Open rsolomakhin opened 5 years ago

rsolomakhin commented 5 years ago

Since browsers may use the "default_applications" URL for just-in-time installs of service workers, the validation algorithm should check that this URL is of the same origin as the payment method manifest URL. This will ensure that https://alice.com would install service workers only from https://alice.com. This is especially important for websites that can host arbitrary user data, such as https://github.com, where, for example, Eve can trick https://alice.github.io/ to host a payment method manifest with "default_applications": ["https://eve.github.io"].

For example, this is valid:

https://alice.github.io/pmm.json{"default_applications": ["https://alice.github.io/app.json"]}

But this should not be valid:

https://alice.github.io/pmm.json{"default_applications": ["https://eve.github.io/app.json"]}

danyao commented 5 years ago

I'm a little concerned that this increases the coupling between payment method ownership and payment app provider. For example, this change would eliminate options such as W3C hosting a payment method manifest for SRC - although perhaps the decision to not go down that route means this option is not valuable.

Taking a step back, I have two questions:

[1] https://w3c.github.io/payment-method-manifest/

rsolomakhin commented 5 years ago

What is the purpose of default_applications? If it is only meant for JIT, then the spec [1] should state that.

You're right, that's the purpose of "default_applications" and the spec should state that.

What is the attack vector if we allow installing service worker from a different origin as the payment method manifest?

The relevant discussion is here: https://crbug.com/910305.

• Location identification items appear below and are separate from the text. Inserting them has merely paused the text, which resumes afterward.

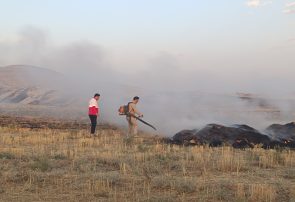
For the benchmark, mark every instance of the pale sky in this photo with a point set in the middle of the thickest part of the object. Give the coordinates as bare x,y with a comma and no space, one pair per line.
224,37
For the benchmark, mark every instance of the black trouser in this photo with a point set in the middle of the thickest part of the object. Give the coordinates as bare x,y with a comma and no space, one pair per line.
93,119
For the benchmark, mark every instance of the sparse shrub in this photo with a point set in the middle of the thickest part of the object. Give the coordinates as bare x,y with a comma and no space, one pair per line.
128,140
142,148
6,155
41,164
183,185
59,157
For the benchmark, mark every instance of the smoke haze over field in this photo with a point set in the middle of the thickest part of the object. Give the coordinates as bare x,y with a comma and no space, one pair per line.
177,91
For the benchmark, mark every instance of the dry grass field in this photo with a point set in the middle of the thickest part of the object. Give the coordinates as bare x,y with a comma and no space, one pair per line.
64,165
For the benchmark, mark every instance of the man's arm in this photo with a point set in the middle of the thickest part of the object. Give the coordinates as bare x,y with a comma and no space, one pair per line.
134,110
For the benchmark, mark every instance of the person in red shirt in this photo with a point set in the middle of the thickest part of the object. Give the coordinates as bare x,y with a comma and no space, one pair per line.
93,112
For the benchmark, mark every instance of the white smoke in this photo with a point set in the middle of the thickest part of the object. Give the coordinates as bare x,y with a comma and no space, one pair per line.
175,93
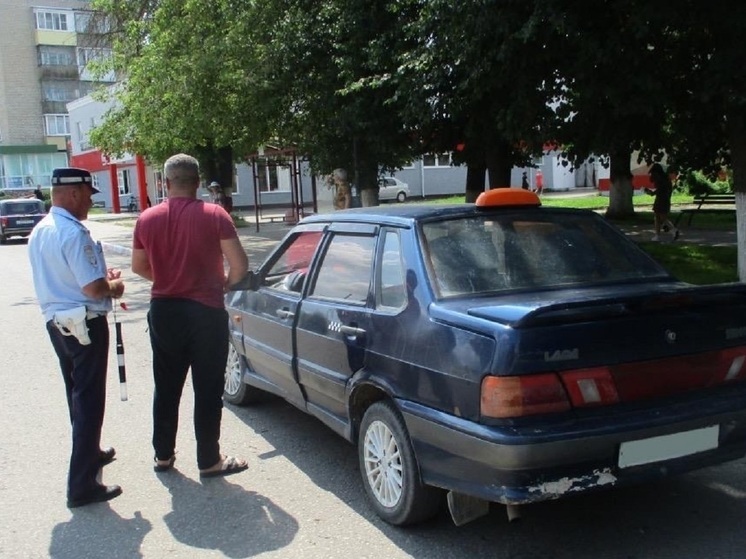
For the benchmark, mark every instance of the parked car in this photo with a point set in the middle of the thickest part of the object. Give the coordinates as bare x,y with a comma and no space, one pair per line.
494,352
391,188
18,216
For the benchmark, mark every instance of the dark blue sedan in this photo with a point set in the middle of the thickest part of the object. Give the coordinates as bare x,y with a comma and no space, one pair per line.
492,352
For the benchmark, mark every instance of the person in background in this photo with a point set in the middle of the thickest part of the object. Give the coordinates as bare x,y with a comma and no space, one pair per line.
75,288
662,205
539,182
342,194
228,199
524,181
180,245
216,193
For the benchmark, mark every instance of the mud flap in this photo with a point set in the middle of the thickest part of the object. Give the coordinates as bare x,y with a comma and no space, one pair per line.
464,508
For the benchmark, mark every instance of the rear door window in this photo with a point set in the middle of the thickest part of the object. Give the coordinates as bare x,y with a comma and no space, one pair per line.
346,269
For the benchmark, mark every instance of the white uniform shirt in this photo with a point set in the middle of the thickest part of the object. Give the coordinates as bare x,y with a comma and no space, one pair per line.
64,258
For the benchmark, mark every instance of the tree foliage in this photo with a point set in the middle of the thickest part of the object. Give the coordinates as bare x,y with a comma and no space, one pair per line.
371,84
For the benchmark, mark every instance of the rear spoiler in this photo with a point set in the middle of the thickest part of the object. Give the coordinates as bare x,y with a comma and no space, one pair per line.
563,312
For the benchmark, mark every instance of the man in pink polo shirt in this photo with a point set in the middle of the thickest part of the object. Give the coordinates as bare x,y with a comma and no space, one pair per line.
180,246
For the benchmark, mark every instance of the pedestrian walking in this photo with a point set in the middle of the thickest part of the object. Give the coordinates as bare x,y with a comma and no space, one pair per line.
662,205
75,290
179,245
342,193
216,193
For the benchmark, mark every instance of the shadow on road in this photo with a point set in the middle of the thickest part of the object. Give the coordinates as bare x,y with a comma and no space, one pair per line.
223,516
695,515
99,532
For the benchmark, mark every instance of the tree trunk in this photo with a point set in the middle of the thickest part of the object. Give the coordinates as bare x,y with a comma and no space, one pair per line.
499,164
366,181
621,191
216,164
474,181
736,130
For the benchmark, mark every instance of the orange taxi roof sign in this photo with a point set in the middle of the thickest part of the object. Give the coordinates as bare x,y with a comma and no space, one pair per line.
498,197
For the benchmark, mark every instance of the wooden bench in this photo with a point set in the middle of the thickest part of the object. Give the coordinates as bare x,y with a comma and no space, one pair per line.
708,203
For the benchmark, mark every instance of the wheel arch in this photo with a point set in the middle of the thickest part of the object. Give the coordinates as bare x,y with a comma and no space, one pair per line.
363,395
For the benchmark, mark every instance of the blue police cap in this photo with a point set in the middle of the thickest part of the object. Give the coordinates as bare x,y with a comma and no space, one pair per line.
65,176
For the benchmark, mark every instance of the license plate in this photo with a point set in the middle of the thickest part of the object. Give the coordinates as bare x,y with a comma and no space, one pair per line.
667,447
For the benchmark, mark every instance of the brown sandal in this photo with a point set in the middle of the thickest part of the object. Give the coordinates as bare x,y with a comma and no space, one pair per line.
164,465
227,466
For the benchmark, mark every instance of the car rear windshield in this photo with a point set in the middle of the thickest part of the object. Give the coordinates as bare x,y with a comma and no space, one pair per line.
531,250
22,207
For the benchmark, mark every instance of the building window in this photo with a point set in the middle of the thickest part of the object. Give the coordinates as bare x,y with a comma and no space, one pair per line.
51,20
55,56
123,178
57,125
272,176
61,90
86,55
436,160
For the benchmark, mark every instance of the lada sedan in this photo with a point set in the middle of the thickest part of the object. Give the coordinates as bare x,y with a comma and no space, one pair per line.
18,216
492,352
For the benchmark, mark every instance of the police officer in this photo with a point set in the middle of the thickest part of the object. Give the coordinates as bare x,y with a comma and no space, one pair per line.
75,289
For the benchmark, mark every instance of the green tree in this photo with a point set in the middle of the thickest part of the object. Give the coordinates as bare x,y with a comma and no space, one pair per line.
322,65
479,75
182,87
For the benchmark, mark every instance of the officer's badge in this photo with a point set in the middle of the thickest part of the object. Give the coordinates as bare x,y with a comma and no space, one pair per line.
90,254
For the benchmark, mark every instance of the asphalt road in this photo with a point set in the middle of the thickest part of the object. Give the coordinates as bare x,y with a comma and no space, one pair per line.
302,496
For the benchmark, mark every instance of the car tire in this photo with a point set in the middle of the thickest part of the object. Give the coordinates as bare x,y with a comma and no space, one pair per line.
235,390
390,471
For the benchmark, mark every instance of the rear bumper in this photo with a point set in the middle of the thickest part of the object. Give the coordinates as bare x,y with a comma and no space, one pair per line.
17,231
520,466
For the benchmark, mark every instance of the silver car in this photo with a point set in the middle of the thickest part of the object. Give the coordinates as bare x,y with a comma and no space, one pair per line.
391,188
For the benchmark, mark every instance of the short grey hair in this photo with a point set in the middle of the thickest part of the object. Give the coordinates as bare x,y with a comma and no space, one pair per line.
182,170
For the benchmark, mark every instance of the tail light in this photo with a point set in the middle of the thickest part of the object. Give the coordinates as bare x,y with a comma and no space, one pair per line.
517,396
523,395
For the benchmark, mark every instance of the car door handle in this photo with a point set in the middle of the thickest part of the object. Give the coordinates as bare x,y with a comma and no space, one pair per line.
351,330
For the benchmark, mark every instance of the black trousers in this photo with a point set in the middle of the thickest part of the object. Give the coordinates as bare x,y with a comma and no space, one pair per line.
84,372
184,334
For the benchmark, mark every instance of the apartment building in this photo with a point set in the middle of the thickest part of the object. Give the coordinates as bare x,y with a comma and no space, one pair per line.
45,55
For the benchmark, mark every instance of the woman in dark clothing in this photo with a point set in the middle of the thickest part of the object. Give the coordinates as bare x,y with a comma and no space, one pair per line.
662,205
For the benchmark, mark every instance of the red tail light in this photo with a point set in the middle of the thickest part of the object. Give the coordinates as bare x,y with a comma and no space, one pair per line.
590,387
504,397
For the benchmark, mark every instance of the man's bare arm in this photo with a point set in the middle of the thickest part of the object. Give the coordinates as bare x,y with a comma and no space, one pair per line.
141,264
238,262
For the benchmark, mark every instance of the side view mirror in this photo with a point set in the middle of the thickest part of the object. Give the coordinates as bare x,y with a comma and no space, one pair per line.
250,282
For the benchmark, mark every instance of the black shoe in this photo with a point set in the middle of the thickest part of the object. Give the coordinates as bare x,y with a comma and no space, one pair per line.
99,495
106,455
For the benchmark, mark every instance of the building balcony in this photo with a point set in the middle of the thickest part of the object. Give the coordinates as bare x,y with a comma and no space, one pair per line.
59,72
54,107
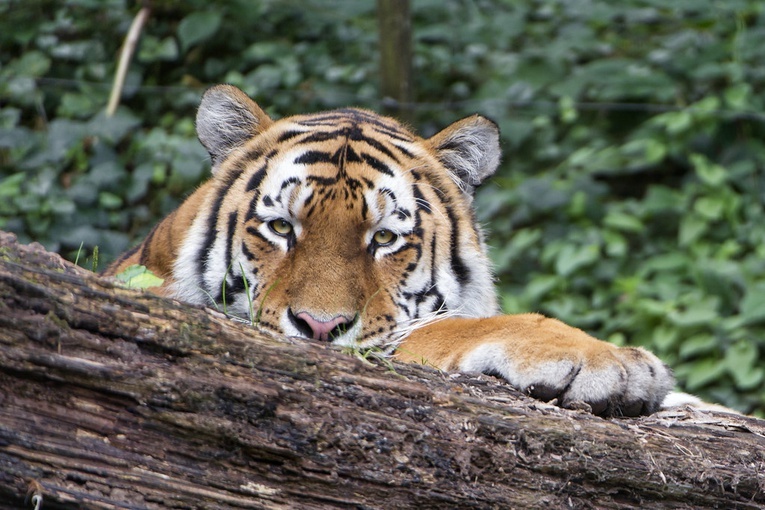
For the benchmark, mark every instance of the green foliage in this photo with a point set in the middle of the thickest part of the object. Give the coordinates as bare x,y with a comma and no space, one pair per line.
629,203
138,277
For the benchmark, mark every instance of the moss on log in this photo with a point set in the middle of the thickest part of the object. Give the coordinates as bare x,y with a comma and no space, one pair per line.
113,398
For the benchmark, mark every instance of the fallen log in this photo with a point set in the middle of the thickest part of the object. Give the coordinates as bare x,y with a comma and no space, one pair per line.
115,398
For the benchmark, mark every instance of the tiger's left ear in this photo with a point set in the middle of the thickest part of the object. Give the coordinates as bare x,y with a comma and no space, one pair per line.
469,148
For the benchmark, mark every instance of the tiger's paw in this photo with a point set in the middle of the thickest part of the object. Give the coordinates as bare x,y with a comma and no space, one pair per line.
612,381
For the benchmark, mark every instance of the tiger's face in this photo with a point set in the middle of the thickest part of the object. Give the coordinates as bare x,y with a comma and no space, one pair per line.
341,226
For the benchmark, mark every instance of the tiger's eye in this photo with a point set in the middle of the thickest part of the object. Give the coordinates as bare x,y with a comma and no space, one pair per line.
384,237
281,227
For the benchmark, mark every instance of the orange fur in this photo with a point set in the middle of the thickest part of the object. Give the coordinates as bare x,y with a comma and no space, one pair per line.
333,181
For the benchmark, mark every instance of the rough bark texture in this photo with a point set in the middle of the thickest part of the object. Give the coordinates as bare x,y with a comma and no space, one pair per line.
111,398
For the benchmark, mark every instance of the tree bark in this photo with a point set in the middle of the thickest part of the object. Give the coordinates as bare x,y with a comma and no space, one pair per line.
113,398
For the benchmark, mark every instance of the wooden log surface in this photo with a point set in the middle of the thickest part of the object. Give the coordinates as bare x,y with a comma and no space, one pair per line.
114,398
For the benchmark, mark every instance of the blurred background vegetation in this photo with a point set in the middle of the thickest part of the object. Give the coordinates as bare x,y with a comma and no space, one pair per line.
630,198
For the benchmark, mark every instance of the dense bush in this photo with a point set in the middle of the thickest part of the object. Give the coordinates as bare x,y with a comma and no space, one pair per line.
630,200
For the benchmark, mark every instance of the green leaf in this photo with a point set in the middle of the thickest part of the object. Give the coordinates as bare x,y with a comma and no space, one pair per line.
740,360
703,313
198,27
710,208
665,337
703,372
753,305
572,258
138,277
710,173
692,227
623,222
703,343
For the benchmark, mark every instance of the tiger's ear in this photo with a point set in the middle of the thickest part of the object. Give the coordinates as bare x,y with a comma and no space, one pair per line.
226,119
469,149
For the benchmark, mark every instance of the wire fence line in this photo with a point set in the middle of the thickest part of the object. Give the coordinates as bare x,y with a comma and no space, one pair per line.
482,103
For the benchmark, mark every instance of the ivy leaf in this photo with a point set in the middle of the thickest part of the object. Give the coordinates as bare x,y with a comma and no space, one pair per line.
138,277
198,27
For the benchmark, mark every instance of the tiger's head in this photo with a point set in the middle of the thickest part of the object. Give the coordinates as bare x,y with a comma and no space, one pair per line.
341,226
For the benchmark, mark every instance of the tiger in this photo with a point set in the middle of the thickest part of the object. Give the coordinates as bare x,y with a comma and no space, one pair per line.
345,227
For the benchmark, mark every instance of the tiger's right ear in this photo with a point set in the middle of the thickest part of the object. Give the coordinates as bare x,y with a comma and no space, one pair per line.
226,119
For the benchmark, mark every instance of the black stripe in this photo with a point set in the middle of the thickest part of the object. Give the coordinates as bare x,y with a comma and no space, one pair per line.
254,232
257,178
248,254
287,135
380,147
212,231
460,270
233,217
404,151
312,157
377,164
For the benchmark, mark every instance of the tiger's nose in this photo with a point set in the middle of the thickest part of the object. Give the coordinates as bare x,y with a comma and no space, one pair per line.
319,329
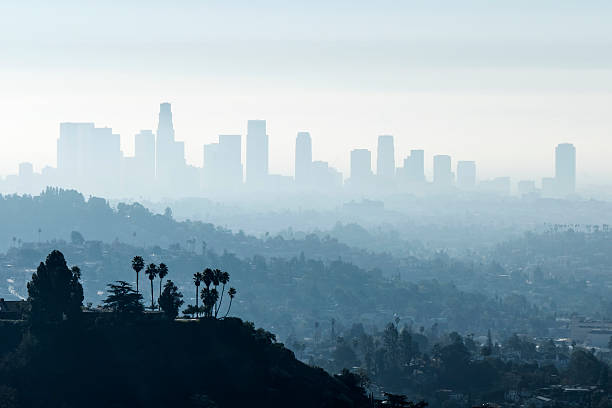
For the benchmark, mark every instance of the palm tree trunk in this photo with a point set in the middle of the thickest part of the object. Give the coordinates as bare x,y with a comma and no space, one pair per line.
159,305
197,309
229,307
220,300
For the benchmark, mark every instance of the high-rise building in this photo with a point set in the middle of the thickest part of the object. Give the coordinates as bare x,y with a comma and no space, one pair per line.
385,159
144,155
89,158
565,169
223,163
257,153
466,174
73,148
443,176
327,178
526,187
303,159
414,167
170,163
361,165
26,170
230,150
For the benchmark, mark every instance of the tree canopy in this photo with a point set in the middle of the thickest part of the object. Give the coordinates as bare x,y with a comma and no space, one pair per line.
55,292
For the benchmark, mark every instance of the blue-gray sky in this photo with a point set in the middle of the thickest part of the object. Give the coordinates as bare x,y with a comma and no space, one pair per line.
499,82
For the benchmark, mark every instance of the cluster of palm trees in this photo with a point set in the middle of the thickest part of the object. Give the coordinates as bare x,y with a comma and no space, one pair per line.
211,298
152,271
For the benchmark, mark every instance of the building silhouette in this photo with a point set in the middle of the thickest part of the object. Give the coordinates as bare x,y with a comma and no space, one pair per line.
303,159
256,153
170,155
466,175
565,169
223,164
361,164
385,158
443,175
89,158
413,170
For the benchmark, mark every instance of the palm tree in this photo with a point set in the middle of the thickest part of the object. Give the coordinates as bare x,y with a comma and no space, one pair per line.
137,265
151,272
162,272
231,292
197,279
223,279
208,277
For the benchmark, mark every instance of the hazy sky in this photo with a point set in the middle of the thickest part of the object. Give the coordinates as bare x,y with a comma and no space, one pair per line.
499,82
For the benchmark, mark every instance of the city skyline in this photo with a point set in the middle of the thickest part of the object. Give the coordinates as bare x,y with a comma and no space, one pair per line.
346,72
91,159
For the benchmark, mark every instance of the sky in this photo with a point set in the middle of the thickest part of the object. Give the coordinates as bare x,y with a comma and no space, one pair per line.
499,82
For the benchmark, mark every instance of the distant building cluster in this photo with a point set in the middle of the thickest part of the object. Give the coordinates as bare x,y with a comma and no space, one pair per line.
90,159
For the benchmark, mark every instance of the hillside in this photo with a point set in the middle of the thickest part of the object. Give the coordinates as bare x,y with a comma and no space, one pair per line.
159,363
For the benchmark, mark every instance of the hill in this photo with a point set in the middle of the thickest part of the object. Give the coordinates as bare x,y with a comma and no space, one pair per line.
160,363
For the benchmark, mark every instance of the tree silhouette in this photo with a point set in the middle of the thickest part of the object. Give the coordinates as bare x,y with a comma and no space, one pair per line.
170,300
223,279
123,300
207,278
162,271
231,292
209,299
55,292
197,279
137,265
76,238
151,272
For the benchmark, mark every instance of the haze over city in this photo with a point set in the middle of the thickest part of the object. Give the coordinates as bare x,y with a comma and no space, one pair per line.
322,204
450,79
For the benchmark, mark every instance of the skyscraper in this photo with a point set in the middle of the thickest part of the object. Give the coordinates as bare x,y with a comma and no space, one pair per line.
222,163
414,166
443,176
230,149
385,160
565,169
170,163
303,158
144,155
466,174
257,153
361,165
89,158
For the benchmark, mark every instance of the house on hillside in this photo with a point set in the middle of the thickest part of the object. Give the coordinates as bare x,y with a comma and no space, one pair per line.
13,309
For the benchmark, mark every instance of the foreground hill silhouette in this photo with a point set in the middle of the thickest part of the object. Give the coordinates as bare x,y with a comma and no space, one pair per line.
225,363
69,358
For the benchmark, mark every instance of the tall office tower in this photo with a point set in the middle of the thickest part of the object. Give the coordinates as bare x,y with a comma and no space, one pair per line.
230,149
526,187
144,155
385,160
443,176
466,174
327,178
222,164
257,153
73,147
303,159
26,169
361,165
565,168
414,166
170,155
211,170
88,158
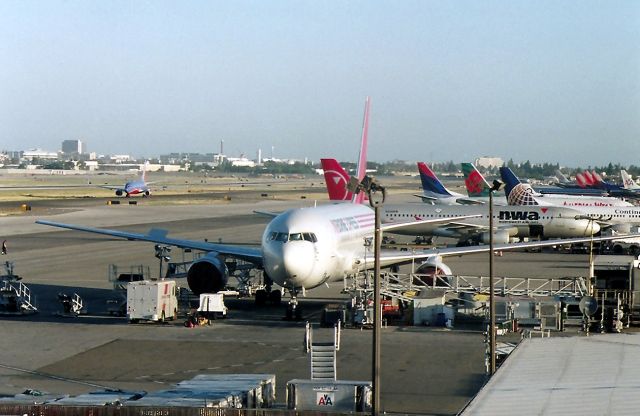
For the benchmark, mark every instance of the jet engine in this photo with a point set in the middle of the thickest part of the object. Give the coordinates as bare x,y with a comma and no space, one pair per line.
208,274
499,237
622,228
431,268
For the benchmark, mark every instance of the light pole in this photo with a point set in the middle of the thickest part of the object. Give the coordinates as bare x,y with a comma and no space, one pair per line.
492,307
162,253
377,194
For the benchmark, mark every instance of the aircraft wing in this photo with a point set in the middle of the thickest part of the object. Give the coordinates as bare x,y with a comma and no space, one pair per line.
391,257
155,235
267,214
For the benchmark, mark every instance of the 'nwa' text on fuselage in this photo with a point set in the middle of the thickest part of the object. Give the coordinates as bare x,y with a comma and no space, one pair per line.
519,216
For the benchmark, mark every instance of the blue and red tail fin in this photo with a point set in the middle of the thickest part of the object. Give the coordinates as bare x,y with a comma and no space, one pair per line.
430,182
509,178
336,179
361,169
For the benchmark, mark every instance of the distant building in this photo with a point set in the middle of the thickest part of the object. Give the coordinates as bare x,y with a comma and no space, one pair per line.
489,162
73,147
39,154
241,161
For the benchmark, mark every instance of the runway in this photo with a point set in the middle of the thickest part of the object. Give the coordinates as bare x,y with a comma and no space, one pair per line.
424,370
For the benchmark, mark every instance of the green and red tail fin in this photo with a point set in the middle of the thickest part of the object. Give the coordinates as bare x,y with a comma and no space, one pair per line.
475,183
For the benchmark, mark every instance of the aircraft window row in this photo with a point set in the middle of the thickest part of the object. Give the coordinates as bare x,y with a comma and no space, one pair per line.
284,237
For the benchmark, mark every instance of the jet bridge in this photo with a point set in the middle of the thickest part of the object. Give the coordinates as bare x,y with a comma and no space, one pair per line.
405,287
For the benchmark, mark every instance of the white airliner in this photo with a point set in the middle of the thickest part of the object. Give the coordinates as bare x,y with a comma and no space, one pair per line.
304,248
509,222
627,181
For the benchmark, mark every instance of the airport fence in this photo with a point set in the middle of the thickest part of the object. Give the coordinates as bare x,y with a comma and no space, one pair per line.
56,410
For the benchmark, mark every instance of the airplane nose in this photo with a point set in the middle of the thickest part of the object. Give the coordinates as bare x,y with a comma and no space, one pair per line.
298,259
289,263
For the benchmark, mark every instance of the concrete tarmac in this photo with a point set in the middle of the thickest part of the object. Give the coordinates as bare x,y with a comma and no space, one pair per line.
424,370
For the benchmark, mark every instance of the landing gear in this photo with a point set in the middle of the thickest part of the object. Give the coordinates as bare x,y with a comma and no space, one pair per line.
294,311
263,296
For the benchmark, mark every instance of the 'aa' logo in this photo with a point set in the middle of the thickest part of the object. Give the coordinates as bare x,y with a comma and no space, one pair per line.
325,399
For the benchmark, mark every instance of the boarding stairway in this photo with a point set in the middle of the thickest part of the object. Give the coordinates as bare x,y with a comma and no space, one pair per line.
323,354
17,298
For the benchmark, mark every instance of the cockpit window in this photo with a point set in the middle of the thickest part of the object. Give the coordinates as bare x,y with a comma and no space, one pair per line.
309,237
284,237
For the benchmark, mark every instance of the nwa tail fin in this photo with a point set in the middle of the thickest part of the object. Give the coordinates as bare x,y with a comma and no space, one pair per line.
475,183
430,182
518,193
627,180
336,179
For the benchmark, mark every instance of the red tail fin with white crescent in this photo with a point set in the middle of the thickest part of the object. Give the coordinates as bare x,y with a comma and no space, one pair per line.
336,179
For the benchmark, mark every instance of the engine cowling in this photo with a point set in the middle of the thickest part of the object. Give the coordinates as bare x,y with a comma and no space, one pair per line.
208,274
431,268
499,237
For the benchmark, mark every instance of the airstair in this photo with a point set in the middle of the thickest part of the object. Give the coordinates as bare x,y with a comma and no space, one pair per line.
16,299
72,305
323,354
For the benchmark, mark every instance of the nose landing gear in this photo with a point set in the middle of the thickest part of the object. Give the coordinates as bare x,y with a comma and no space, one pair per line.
294,311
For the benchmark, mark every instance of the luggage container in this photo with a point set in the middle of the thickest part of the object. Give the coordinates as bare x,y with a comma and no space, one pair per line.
333,396
151,300
258,389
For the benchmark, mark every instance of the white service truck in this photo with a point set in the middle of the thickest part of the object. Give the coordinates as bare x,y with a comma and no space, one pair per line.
152,300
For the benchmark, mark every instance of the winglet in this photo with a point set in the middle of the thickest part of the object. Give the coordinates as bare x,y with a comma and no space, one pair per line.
336,179
430,182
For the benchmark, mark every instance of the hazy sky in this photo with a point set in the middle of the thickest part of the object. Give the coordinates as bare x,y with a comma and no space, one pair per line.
554,81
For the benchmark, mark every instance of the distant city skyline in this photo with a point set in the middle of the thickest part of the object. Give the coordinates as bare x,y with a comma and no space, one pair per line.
539,81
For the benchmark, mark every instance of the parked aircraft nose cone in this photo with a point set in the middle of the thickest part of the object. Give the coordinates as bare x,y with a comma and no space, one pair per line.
289,264
298,261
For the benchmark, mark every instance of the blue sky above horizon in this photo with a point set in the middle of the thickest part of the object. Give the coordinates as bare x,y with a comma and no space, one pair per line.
555,81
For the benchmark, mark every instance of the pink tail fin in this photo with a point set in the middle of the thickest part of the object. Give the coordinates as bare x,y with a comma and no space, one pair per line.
361,170
589,179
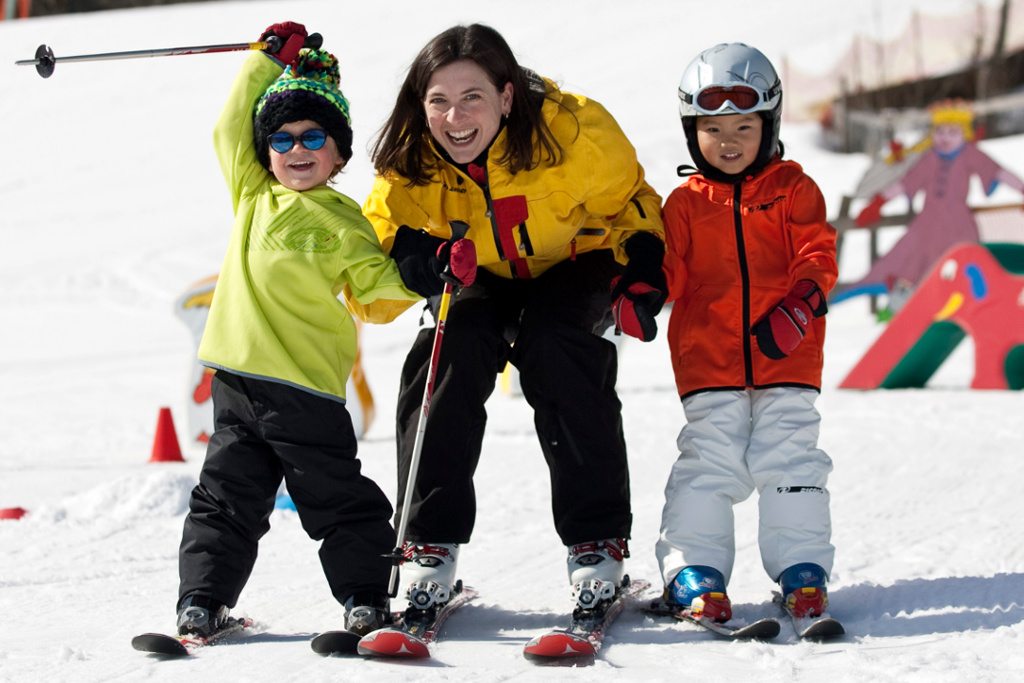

adrianhopebailie commented 5 years ago

It seems like this restriction should adhere to what's defined in supported_origins no? If the manifest at alice.github.io explicitly allows apps from https://eve.github.io then this should be okay.

Allowed:

{
  "default_applications": ["https://eve.github.io/app.json"], 
  "supported_origins": ["https://eve.github.io", "https://alice.github.io"]
}

Allowed:

{
  "default_applications": ["https://eve.github.io/app.json"], 
  "supported_origins": "*"
}

Not Allowed:

{
  "default_applications": ["https://eve.github.io/app.json"]
}

Not Allowed:

{
  "default_applications": ["https://eve.github.io/app.json"], 
  "supported_origins": ["https://alice.github.io"]
}

I agree with @danyao that this seems to be unnecessarily coupling the payment method ownership with default app ownership but perhaps that is a compromise we have to make for security.